Un climat de pression scolaire : l’importance de l’évaluation
A l’école, l’adolescent se retrouve confronté à l’évaluation permanente et au jugement scolaire qui l’accompagne. Les adolescents ont conscience qu’une partie de leur avenir se joue à l’école et donc de l’importance des jugements négatifs sur leur avenir sociale. Cela va être à l’origine de ce que l’on appelle la « pression scolaire ».
Cette pression va être exercée par l’importance donnée à l’évaluation et la bonne orientation (Barrère, 2013).
La sociologue Anne Barrère (2013) observe que cette pression ne s’exerce ainsi pas seulement sur les élèves consciencieux, mais tout autant sur ceux qui paraissent inintéressés par l’école et qui s’investissent peu.
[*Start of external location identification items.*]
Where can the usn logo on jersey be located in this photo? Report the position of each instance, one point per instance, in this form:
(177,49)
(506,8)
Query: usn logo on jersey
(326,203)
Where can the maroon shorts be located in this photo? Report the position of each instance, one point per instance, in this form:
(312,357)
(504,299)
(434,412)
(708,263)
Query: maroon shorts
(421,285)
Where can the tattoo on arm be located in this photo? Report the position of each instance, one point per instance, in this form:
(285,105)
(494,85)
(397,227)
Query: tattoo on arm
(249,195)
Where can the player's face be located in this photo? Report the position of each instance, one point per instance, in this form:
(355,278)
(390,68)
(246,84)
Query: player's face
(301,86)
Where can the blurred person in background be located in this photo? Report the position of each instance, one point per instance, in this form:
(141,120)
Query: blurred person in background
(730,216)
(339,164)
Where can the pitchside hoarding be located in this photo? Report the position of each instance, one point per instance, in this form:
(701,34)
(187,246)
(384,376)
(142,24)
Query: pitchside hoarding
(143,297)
Les nombreuses évaluations qui régissent la vie des jeunes, l’orientation, ou encore les conseils de classes, vont être parfois vécus comme un « véritable tribunal ».
On peut ajouter à cela une dimension qualitative, comme par exemple à travers les annotations et les remarques des enseignants (Barrère, 2013).
De plus, aujourd’hui nous nous retrouvons dans un discours scolaire méritocratique par le travail. Il est d’autant plus dur qu’il est dit que « L’évaluation juge la réalité et la qualité d’un travail scolaire. Les élèves, davantage encore que les enseignants, raisonnent ainsi. L’idée qu’on ne peut réussir sans travailler, mais aussi que le travail peut « effacer » les inégalités sociales de départ est très forte. » (Barrère, 2013 ; P.35).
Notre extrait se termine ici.